In 1975 the United States implemented a negative income tax for the working poor through the earned income tax credit. A 1995 survey found that 78% of American economists supported (with or without provisos) the incorporation of a negative income tax into the welfare system.
8   AmericanKulak   2025 Apr 22, 2:31pm  

Patrick says

The father of a college girlfriend, a rich guy, suggested to me that there be no minimum wage, but instead a reverse income tax, where people who work full time are guaranteed to get the same income as they would from a minimum wage.

That sets up the lazy girl jobs. "Just got a body to make some copies and answer the phone, and the taxpayer will subsidize her"

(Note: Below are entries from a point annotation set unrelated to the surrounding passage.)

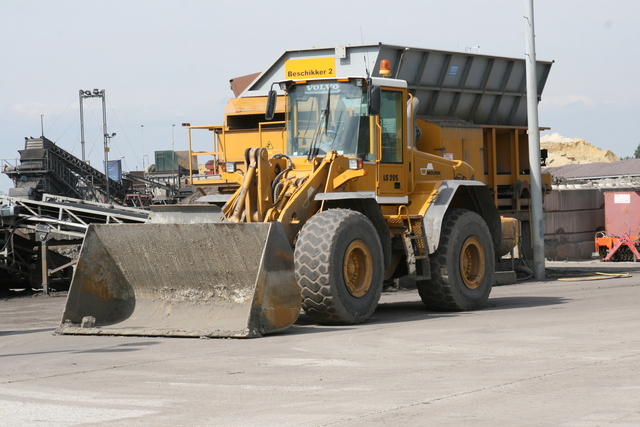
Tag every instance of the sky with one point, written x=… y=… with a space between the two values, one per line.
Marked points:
x=163 y=62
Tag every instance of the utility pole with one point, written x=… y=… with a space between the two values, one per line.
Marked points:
x=97 y=94
x=537 y=219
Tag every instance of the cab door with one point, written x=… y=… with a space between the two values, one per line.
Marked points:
x=389 y=130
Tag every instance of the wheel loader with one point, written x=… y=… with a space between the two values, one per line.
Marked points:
x=351 y=203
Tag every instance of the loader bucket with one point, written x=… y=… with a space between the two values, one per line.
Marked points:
x=202 y=280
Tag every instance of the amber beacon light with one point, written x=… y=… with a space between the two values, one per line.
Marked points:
x=385 y=68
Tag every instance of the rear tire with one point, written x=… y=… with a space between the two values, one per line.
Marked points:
x=339 y=267
x=462 y=269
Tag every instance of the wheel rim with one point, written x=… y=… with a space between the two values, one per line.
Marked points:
x=472 y=263
x=357 y=268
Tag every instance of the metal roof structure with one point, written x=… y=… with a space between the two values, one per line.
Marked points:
x=481 y=89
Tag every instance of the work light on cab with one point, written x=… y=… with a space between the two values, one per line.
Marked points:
x=355 y=163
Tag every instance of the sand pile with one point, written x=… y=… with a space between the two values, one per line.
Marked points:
x=565 y=151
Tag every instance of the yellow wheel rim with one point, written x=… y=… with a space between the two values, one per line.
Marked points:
x=357 y=268
x=472 y=263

Better that we just set the minimum wage to inflation plus a quarter of GDP growth (to make sure it's really "trickling" downwards)
10   AmericanKulak   2025 Apr 30, 10:40pm  

MolotovCocktail says






Now the rents will really come down. It's gonna take a lot of Chinese multi-millionaires buying Katy, TX suburban homes and paying those ever-increasing property taxes and insurance bills to keep the real estate prices up
12   WookieMan   2025 May 1, 6:40am  

MolotovCocktail says





Does anyone actually eat McDonalds anyways? I'd need to shit immediately.
13   psychoh   2025 May 1, 8:14am  

AmericanKulak says

The father of a college girlfriend, a rich guy, suggested to me that there be no minimum wage, but instead a reverse income tax, where people who work full time are guaranteed to get the same income as they would from a minimum wage.

Was this rich guy a fast-food restaurant owner? I don't think any business with low skill jobs would pay more $0.50 per hour so that the gov't could pay their employees. Maybe there is more to this scenario that I am missing.